So once again I went over to the NoFizz America site and read about artificial sweeteners, and how badly it messes up your metabolism and your ability to be satisfied and your body’s ability to regulate calorie intake for sweet stuff and I just…quit. I threw away the soda I was drinking and I quit. That was January 14, 2011, and I haven’t had a soda since then.

Nor have I wanted one.

I also started a weight loss plan that day and so far I have lost 25 pounds. And I am a NoFizzer for life. I occasionally will have some lemonade, or coffee, but the vast majority of my liquid intake is water.
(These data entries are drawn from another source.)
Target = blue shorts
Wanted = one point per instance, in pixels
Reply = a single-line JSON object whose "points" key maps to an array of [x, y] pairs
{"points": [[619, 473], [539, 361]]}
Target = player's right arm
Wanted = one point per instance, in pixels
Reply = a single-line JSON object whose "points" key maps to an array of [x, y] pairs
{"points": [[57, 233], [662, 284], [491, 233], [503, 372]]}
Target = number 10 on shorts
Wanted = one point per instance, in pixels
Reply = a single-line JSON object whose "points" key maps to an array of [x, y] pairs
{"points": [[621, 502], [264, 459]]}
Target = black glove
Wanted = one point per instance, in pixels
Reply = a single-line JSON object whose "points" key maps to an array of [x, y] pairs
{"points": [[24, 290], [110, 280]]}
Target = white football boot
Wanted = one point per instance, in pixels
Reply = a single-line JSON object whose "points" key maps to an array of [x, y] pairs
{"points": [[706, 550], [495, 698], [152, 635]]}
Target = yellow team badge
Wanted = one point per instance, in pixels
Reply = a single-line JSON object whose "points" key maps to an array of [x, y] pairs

I bought myself some cool water bottles and I carry water with me everywhere. I have a certain amount that I drink by certain times every day – like a bottle by the time I get to work, another bottle by 11, another by after lunch, etc. People who know me are shocked to see me drinking water all the time – but it is the very best thing I can do for my body, so why wouldn’t I do it?

I’m also glad to report that my kids aren’t drinking soda anymore either – once in awhile, as a treat, they might have some. But we don’t keep it in our house and we don’t even miss it, now that it’s done.

If you’re thinking about doing a 30 day challenge – do it. Just take the first step. But have a plan – know what you will do to defend yourself against caffeine withdrawal, what you will order instead when you eat out, what you will keep around the house to drink…make it special. Try water with lemon, lime, orange, melon. Get a water filter for your tap or a pitcher. Drink out of a really pretty glass. Notice how when you drink water your thirst is quenched – your skin looks better, your body works more efficiently, your mind is clearer, and you know you are doing something really great for yourself.

Take the first step. One small change that will change your life, if you let it.